Plus, having a variety of plants in the mix can help improve air quality in your home.

Combining orchids with other houseplants for visual interest

What about using orchids as living decor in various rooms of your home?

Orchids aren’t just for your living room, folks.

Think outside the box and add some orchid flair to other spaces in your home.

How about placing a lovely orchid on your nightstand to add a touch of elegance to your bedroom?

Or maybe you’ve got an empty windowsill in your bathroom just begging for a beautiful orchid to brighten up the space.

Trust me, there’s no better way to make a room feel more luxurious and spa-like than with an exotic orchid.

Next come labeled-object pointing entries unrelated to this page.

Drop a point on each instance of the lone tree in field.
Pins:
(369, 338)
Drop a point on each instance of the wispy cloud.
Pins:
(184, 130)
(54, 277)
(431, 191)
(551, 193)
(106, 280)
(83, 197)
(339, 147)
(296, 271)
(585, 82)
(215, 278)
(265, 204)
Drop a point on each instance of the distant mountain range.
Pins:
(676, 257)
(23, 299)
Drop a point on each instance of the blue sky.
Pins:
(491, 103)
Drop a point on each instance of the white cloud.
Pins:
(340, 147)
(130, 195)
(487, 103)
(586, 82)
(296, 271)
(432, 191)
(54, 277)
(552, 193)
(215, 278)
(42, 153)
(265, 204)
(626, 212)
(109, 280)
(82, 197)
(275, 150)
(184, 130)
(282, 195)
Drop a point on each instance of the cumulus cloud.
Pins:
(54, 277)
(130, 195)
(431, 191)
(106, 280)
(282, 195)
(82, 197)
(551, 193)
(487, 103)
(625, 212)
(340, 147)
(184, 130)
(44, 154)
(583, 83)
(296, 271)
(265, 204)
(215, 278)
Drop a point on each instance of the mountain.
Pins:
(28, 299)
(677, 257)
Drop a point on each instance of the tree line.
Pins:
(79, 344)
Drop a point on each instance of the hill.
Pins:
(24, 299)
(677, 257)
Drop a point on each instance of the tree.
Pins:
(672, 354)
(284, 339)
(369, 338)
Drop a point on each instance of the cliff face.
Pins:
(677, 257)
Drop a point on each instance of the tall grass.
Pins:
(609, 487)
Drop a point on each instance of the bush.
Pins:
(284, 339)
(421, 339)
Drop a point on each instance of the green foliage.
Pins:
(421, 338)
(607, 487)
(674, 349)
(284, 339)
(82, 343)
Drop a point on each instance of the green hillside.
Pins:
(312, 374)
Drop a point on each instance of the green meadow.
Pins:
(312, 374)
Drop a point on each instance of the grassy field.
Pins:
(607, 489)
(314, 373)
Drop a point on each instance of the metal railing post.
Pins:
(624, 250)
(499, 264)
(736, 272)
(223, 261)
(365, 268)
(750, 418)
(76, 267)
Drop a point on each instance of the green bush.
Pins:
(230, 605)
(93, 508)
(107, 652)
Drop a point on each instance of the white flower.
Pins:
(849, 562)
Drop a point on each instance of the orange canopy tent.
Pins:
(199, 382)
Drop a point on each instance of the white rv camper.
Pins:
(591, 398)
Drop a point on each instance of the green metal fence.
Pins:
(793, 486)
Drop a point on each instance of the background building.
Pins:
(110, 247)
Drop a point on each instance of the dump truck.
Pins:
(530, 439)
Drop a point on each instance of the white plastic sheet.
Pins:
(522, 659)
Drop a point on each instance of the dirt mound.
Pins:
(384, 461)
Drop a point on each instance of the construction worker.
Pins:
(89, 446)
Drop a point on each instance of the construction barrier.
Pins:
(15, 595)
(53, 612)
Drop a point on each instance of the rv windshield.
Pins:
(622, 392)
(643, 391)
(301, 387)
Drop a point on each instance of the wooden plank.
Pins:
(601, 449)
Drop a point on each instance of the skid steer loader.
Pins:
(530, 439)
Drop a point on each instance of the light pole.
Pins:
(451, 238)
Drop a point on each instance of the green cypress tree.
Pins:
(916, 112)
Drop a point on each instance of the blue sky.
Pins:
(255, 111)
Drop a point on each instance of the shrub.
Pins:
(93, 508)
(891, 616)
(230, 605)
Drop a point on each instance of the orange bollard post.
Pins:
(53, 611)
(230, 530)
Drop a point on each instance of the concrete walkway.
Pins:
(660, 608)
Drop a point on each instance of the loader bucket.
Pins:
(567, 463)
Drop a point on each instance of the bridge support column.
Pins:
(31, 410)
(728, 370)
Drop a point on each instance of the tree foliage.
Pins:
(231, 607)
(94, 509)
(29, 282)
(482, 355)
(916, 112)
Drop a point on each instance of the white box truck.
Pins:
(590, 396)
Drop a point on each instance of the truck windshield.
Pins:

Using orchids as living decor in various rooms of your home

You know what’s even cooler? You can get all artsy with your orchid display by using unconventional containers or hanging methods.

Forget those boring old pots – try displaying your orchids in unique containers like vintage teacups, mason jars, or even some cool-looking shoes (seriously, I’ve seen it done!).

If you’re feeling extra crafty, you can create a hanging orchid display using macrame plant hangers or even some repurposed picture frames.

Your friends will be super impressed, and your orchids will be the talk of the town!

Oh, and speaking of showing off your orchid collection, why not make it a focal point in your home?

You can create a stunning orchid wall by installing some floating shelves or using a ladder-style plant stand.

Arrange your orchids in a visually appealing way, and maybe even add some fairy lights for that extra touch of magic.

It’ll become the centerpiece of your room, and you’ll feel like you’re living in a tropical oasis (minus the humidity and bugs, of course!).